3) No lockdown, rapid testing: South Korea Model

  • As countries across the world used their state machinery to impose partial or complete lockdowns, South Korea decided to follow a different route.
  • A week since the coronavirus started spreading in their neighbouring country, China, the government responded quickly and ordered all the factories to start producing testing kits en masse.
  • Within two weeks, South Korea was producing more than 1,00,000 testing kits per day.
  • Furthermore, the government used all its resources to and had carried out over 2,50,000 tests.
  • This allowed the government to gather data, monitor the spread and treat/isolate the infected individuals.
  • South Korea also used surveillance footage, drone images, credit card activities, etc. to trace the contacts of the infected individuals and put them into isolation.

Success:

By acting quickly, South Korea tackled the COVID-19 crisis effectively while keeping its economy up and running. When a third of the world’s population is living under a lockdown, the relative normality of Seoul feels surreal.

 


All these models have something in common. Guess what?

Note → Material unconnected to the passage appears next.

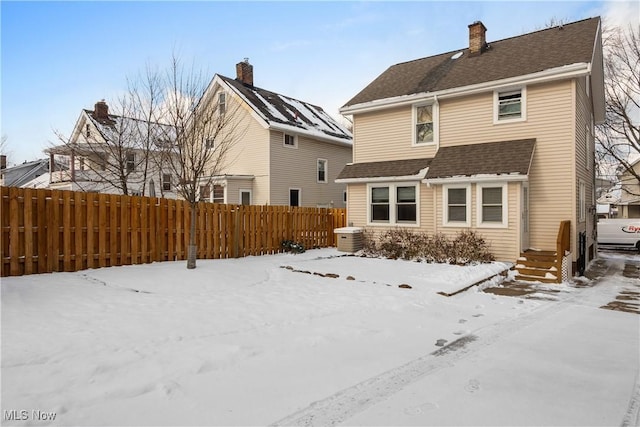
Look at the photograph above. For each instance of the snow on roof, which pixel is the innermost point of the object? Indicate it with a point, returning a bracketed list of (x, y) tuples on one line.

  • Capacity to contain a virus outbreak depends on the ability to identify cases and contacts in the community on clinical criteria while ensuring smart surveillance on travellers; isolate and identify the causative virus; treat severe cases while counselling mild cases.
  • Dealing with pandemics required a multi-pronged approach which all models did rather than solely focussing on discovering a vaccine.
  • The WHO’s mantra to tackle COVID i.e. “test, trace, isolate, treat” is the key.
  • All these models have followed this strategy either way in their letter and spirit, with exemplary efficiency.

How is India responding?

  • Health Infrastructure has been described as the basic support for the delivery of public health activities.
  • However, current health infrastructure in India paints a dismal picture of the healthcare delivery system in the country.
  • Public health experts believe that India is ill-equipped to handle such emergencies. It is not prepared to tackle health epidemics, particularly given its urban congestion.
  • The healthcare administration in crowded cities like Agra, Pathanamthitta and Bhilwara have busted this myth.
  • The willingness and effectiveness with which doctors and medical officials in India are working is a testament to the country’s rational and humane approach to the pandemic.

Way Forward

  • The aerial spread of the pandemic can be contained with an efficient response which combines effective public health, microbiological, clinical and communication responses.
  • In general, hospital services have quickly geared up to treat severe cases in urban areas but rural healthcare needs a step up.
  • Effective risk communication to the general public needs to be circulated to prevent panic and provide advice on precautionary measures.
  • Central and state health agencies must act in tandem and so are the public and private healthcare facilities.
  • The media too must help in increasing awareness without triggering panic through community counselling.